日本では1990年に「医薬品の臨床試験の実施に関する基準」が厚生省薬務局長から都道府県知事に通知されていますが、この時点では法的拘束力がありませんでした。
しかし、ICH-GCPの合意内容を受け、日本でも1996年に薬事法が改正されたのちに1997年3月、厚生省(当時)から「医薬品の臨床試験の実施の基準に関する省令(GCP)」が発表されました。その後、数回の改正を経て現在に至っています。
ICH-GCPを反映させて省令となった1997年以降のGCPを「新GCP」「省令GCP」、それ以前の基準を「旧GCP」として区別する場合もあります。
GCPの内容
GCPでは治験の実施を事前に届け出て治験審査委員会による審査を受けること、治験実施に関する取り決めや、治験によって得られた結果の報告義務、審査委員会や治験施設支援機関の役割などについて記載されています。
治験内容の届け出
治験を行おうとする製薬会社は「治験実施計画書」を作成し、治験を実施する医師との合意の合意を得た上で厚生労働省へ提出します。この計画書には新薬候補の服薬回数や1回に服薬する量、効果について検査する時期や検査内容などを記載します。
厚生労働省は、計画書の内容について不備がないか調査し、問題がある場合は変更や修正の指示を出します。
治験審査委員会(IRB)の開催
次に、治験審査委員会(IRB、Institutional Review Board)の審査を受けます。IRBは科学的な視点や倫理的な視点から、治験が正しく実施できるかを審査する委員会で、製薬会社や開発に関わる研究者や医師などから独立した第三者機関として設けられます。

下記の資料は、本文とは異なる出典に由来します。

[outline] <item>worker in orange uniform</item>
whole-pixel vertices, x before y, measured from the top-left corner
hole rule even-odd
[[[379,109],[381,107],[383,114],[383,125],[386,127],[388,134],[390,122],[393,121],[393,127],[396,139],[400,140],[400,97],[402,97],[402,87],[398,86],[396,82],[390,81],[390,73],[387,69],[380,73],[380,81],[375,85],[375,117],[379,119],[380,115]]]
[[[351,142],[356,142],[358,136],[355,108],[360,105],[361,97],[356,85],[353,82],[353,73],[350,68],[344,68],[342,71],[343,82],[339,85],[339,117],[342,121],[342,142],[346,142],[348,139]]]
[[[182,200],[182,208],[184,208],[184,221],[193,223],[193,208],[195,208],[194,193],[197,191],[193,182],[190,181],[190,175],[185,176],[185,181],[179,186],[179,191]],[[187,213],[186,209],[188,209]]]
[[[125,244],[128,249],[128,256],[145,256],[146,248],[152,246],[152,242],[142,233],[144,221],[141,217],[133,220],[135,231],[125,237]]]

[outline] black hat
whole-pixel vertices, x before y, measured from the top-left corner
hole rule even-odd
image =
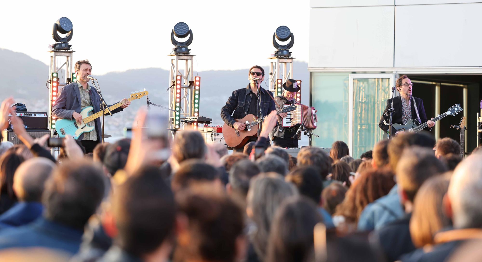
[[[293,79],[287,80],[286,82],[283,84],[283,88],[290,92],[297,92],[300,91],[300,86],[298,85],[296,80]]]

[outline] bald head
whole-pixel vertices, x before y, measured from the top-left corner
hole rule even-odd
[[[482,152],[472,154],[454,170],[447,194],[455,228],[482,227]]]
[[[13,175],[13,190],[19,200],[40,202],[44,184],[55,167],[55,163],[45,157],[34,157],[22,163]]]

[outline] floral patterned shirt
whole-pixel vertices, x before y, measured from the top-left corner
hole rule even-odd
[[[402,124],[404,125],[412,119],[412,97],[408,100],[408,105],[407,101],[402,96],[400,96],[400,98],[402,99]]]

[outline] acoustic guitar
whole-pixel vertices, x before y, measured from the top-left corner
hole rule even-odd
[[[276,114],[286,113],[294,110],[296,108],[295,105],[292,105],[286,107],[276,109]],[[266,118],[268,115],[263,118]],[[223,125],[223,135],[224,136],[224,142],[228,146],[233,148],[241,148],[244,146],[246,143],[252,137],[256,137],[258,135],[258,128],[259,128],[259,119],[254,115],[250,114],[247,115],[242,119],[235,119],[236,122],[246,124],[244,130],[238,131],[225,123]]]

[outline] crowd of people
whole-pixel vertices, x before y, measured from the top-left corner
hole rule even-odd
[[[462,160],[450,138],[294,157],[267,147],[272,112],[229,154],[194,130],[149,136],[141,109],[132,138],[85,155],[67,136],[54,157],[48,135],[9,117],[13,102],[0,128],[11,121],[23,144],[0,144],[2,261],[469,261],[482,247],[482,153]]]

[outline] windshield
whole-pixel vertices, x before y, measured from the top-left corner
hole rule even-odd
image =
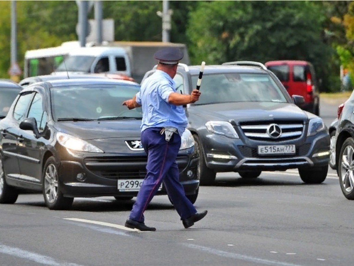
[[[192,76],[192,84],[197,84],[198,77],[198,75]],[[245,101],[287,102],[280,88],[267,74],[204,74],[200,92],[196,105]]]
[[[0,117],[5,116],[21,89],[0,87]]]
[[[51,89],[53,116],[57,121],[141,119],[141,107],[122,105],[139,91],[139,85],[97,84]]]
[[[68,55],[65,57],[56,71],[90,72],[91,66],[96,57],[88,56]]]

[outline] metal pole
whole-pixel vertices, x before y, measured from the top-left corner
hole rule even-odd
[[[86,37],[87,33],[87,9],[88,1],[81,0],[79,5],[79,40],[80,46],[86,46]]]
[[[97,41],[98,45],[102,44],[102,2],[95,2],[95,19],[97,27]]]
[[[168,0],[164,0],[162,3],[162,41],[164,43],[170,41],[171,15],[171,11],[169,10]]]

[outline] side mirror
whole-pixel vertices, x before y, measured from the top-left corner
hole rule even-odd
[[[300,96],[299,95],[293,95],[291,98],[294,103],[298,106],[305,103],[305,99],[302,96]]]
[[[24,120],[20,123],[20,128],[23,130],[31,130],[33,131],[36,138],[40,137],[37,128],[37,121],[34,117],[29,117]]]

IRBは被験者の人権を保護し安全性に配慮するために、医学の専門知識を有する専門委員、医療の専門知識がない非専門委員、医療機関と利害関係がない外部委員の3種類の委員すべてを含む5人以上のメンバーで構成されることになっています。
IRBでは治験の計画が科学的であるかどうか、医療機関が計画通りに実施できる内容であるか、被験者の人権が守られているか、被験者の治療に不利益になる内容ではないかなどの点が審議されます。IRBの承認を得たのちに、関係部門への説明と調整や被験者の募集と選定を行います。
治験実施施設の体制整備
IRBの審査が通ると治験実施医療機関の関係部門への説明と調整を行います。GCP第35条では治験を実施する医療機関が満たさなければならない要件について定められています。十分な検査と臨床観察を行える設備とスタッフがいること、緊急時に必要な措置を取れること、治験を行う医療スタッフを支えるだけの職員が十分に配置されていることなどが必要になります。
参加者の同意
被験者を選定したら、治験を実施する前に被験者に対し、「インフォームド・コンセント」として、治験の目的や治験方法、予想される効果や起こる可能性がある副作用など新薬候補の特徴、治験に参加しない場合の治療法などを詳しく説明し、説明内容が記載された文書を渡す必要があります。その上で、文書によって被験者からの同意を得ることが義務づけられています。
重大な副作用の報告
治験の過程でこれまでに知られていなかった重大な副作用が発現した場合は製薬会社から厚生労働省に報告する義務があります。その場合、必要な治療と適切な補償が行われ、必要に応じて治験計画の見直しや治験の中止などが行われます。
製薬会社による確認
新薬候補の治験を依頼した製薬会社の担当者は、治験を実施する医療機関に出向いて進行状況を調査し、GCPのルールや承認された治験実施計画書に沿って適正に進められているかどうかを確認します。この確認は治験中に何度か行います。また、この治験を承認したIRBも治験が適切に行われているかどうかを1年に1回以上審査します。
まとめ
新薬開発の最終段階となる治験においては、国が定めた「GCP」を守らなければなりません。GCPでは治験計画書を提出し、実施医療機関などについてあらかじめ審査を受けるなどの実施要項が細かく定められています。また、被験者に文書で同意を得ることや、重大な副作用は国に報告するなど、人権が最優先となるよう配慮されています。